Week 2
ASR SDKs
With the first week’s orientation and development environment settled, my co-intern and I could continue working on the Automatic Speech Recognition (ASR) assets that include using their Software Development Kits (SDKs) to install both JavaScript(JS) and Console (CLI) samples on our development server. I started the week with a focus on navigating around the IBMcloud (IBMC) console interface with a few audio files. At the time, I did not have any audio files present to use with IBMC ASR. This meant that I had to hunt for a few sample audio files online and make sure that they were open source and no license issues.
Sample audios
As the hunt continued, we learned a great deal about how audio files worked especially with the containers and streams. Thanks to our mentor, Dr. Raja Kushalnagar and another co-worker on the project team for supplementing us with the information necessary to make our project successful with sampling audio files. When I found a sample folder of various audio files, I couldn’t believe it when I saw that the file size was 34 gigabytes! Yes, thirty-four gigabytes worth of audio all in one folder! I was shocked to see that. I then realized we should start categorizing our audio files into three categories: Short, Medium, and Long.
Audio categories
In the short category, it would consist of audio files that have less than 1 minute in length. Medium: 1 minute - 5 minutes; Long: Longer than 5 minutes. Even in a sample audio folder with 34 GB, it wasn’t difficult finding audio files that were less than a minute in length. I even had a greater difficulty finding both medium and long audio files in open source samples online. Thankfully, one of the co-workers on the team said that there might be a way for him to get internal audio files from previous projects at Gallaudet University, so he had to ask for permission, and it was granted. In these audio files, the length was great, just exactly what we needed for our projects. The audio files itself was set up as a single file with two microphone inputs. So with this, we still needed a way to split it into mono channels, so we learned how to use audacity and split the audio files into mono channels, and now the audio file samples were perfect for our development testing purposes.
WebRTC
In our project, our main goal was to provide automatic captions on a video conferencing platform. Many video conferencing platforms out there are proprietary which also means it’s closed source. Therefore, we couldn’t just get the codebase and try to modify it to fit our project’s purposes. That’s the first reason we started to work on WebRTC as it’s a open source video platform that’s flexible to serve many needs, not just video conferencing. With the WebRTC’s codebase on our server, in order to run it, we need to use nodejs to run it in a browser and display it as if it was a functioning server-side program inside a web browser client. Working with web browsers is another reason we work with JavaScript heavily in our project. We made some process to learn how to set WebRTC server up with another open source platform called “EasyRTC”.
EasyRTC
It’s basically WebRTC with easy implementations and setup, so we didn’t have to code everything from scratch to get working video and audio. This is especially important as we only have 10 weeks in our internship, we cannot waste any time building anything from scratch, but to use open source stuff, and modify it to meet our needs.

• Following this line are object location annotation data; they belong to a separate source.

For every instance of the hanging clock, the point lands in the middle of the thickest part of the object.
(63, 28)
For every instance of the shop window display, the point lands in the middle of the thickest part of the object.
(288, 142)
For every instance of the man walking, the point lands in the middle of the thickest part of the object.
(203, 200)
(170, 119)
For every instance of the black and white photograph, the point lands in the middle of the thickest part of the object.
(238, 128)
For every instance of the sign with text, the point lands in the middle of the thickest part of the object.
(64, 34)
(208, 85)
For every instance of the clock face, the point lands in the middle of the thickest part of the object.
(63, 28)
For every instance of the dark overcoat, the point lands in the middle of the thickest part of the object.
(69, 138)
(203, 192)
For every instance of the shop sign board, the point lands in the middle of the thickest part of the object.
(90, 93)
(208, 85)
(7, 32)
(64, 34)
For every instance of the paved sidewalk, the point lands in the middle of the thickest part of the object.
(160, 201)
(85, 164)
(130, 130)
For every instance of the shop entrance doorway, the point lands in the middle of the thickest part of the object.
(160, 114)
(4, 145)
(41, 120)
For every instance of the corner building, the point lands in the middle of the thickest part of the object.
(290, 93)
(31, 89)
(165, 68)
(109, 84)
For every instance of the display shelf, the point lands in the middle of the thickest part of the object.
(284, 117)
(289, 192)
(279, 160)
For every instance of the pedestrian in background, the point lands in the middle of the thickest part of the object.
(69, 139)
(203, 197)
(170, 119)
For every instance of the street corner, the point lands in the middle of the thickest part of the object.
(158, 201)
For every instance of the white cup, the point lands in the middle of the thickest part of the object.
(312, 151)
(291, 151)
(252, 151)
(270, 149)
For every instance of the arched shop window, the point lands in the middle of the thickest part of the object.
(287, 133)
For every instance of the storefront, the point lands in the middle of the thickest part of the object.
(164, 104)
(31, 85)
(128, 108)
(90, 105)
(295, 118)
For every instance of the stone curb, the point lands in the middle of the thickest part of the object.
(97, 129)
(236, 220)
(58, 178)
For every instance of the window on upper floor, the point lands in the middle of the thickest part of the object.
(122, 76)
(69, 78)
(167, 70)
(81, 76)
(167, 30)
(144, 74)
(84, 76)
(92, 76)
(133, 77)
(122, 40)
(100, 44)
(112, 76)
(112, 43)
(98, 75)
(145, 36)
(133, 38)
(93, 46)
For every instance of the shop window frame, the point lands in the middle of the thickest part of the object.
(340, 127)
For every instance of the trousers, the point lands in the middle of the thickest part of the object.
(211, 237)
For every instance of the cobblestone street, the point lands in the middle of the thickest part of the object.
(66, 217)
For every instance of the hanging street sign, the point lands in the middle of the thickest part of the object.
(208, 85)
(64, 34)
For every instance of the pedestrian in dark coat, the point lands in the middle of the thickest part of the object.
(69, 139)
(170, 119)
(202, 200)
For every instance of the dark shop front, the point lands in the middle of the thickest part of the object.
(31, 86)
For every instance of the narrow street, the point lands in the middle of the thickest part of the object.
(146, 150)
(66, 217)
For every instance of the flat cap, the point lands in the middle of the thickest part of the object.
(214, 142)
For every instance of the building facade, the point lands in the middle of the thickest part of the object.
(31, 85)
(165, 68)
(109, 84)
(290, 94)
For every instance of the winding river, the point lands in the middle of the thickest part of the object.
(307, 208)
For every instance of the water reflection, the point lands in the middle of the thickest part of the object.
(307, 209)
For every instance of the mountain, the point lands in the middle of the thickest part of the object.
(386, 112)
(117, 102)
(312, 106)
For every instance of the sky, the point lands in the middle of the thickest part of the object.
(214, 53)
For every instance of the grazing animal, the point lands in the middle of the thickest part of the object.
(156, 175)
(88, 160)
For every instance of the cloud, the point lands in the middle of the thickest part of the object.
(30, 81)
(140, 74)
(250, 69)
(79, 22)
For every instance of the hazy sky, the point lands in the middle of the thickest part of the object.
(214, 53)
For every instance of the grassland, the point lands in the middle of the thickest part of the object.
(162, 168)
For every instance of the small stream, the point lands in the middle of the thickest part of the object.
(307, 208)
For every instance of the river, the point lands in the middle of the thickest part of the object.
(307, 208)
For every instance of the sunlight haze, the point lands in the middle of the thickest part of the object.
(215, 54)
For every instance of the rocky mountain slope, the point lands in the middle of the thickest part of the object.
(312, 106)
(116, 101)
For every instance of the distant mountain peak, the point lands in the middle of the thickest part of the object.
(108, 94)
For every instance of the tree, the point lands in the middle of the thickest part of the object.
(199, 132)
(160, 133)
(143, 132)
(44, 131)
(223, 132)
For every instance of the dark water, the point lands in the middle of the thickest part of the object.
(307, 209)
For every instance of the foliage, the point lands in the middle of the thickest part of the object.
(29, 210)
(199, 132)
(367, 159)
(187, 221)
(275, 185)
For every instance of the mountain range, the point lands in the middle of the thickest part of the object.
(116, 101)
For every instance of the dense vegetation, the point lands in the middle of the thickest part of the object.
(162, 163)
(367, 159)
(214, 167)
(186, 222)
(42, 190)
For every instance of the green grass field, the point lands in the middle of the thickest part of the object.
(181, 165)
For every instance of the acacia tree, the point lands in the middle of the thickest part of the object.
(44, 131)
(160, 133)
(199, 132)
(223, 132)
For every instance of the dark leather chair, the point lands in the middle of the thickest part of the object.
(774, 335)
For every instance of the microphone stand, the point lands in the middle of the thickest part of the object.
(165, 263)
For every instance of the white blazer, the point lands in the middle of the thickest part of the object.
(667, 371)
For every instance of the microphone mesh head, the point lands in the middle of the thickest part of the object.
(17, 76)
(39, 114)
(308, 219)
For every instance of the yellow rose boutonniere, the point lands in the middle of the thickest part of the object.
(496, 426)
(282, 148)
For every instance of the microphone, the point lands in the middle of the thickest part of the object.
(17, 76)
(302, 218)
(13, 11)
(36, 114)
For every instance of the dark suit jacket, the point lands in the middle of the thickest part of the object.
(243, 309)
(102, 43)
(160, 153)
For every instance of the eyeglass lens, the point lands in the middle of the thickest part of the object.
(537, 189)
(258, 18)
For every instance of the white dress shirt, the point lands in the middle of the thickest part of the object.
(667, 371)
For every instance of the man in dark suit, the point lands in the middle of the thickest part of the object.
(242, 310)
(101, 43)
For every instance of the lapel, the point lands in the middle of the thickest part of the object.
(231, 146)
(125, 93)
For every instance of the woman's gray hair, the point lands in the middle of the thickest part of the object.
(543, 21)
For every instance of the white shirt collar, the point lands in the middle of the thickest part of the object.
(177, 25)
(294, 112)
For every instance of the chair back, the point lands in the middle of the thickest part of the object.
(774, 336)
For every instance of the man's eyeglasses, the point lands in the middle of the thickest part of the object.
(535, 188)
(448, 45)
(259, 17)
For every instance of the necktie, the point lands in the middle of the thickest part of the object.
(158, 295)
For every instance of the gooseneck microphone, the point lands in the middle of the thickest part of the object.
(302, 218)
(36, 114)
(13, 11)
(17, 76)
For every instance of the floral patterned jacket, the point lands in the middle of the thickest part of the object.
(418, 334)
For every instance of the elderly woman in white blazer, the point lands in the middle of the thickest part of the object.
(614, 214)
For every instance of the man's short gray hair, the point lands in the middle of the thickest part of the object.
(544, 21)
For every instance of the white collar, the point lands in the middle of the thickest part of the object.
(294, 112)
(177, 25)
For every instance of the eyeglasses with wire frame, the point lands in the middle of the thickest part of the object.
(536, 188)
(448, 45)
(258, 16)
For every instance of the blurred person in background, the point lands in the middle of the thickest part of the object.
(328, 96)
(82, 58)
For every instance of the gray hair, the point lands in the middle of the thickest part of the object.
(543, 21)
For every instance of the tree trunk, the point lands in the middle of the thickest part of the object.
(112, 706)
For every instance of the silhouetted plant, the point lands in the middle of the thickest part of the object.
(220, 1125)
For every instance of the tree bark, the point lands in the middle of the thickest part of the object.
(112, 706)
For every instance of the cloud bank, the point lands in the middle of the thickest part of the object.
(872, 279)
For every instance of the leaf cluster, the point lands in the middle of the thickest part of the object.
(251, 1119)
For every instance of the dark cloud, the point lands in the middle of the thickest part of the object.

So with easyRTC set up, we started looking into modifying the code to meet what we want for the project. Unfortunately, I’ve had tough luck getting some things to work properly under a nodejs environment like the CSS and static files. I have a basic knowledge of how nodejs works, so to no luck to get things to work like we wanted to see. We started to shift our focus onto the WebRTC platform and work from there since some static files were able to be loaded via the webrtc platform. This was a wall that I faced for 2 days trying to get nodejs + expressjs + css all to work together. Unfortunately, it didn’t all work out. Gratefully, we are still able to do it all successfully with the webrtc platform.
Streams + transcripts
Our next focus was getting streams up and running. The problem we had to solve was the fact that the stream wasn’t necessarily live in order to have a great controlled experiment with all ASRs using the same video/audio files and see the results of each ASR engine, and gather data and results. Emelia, my co-intern spent most of her focus on getting the virtual webcam stream up and running. Whereas I spent my focus on getting a transcript page up and running to show the text being translated from the ASR engine. With all that being successful after a couple days, we started to study the ASRs and their nodejs counterparts and see how we could get it to work seamlessly with the WebRTC platform. After studying and understanding some of the implementations, Emelia worked on getting some nodejs scripts work properly in a CLI environment with the sample audio file whereas I continued to work on the transcript webpage and modify some things. Towards the end of the week, we started to shift our focuses to IBMC and GCP since MicroSoft Azure (AZ) had it working out of the box for what we needed to see in a console environment. IBMC and GCP didn’t have it working out of the box, but we are pretty sure they have the features in their API. We just needed to figure out how to get it to work similarly to the AZ console environment. We are going to resume this focus next week with GCP and IBMC environments.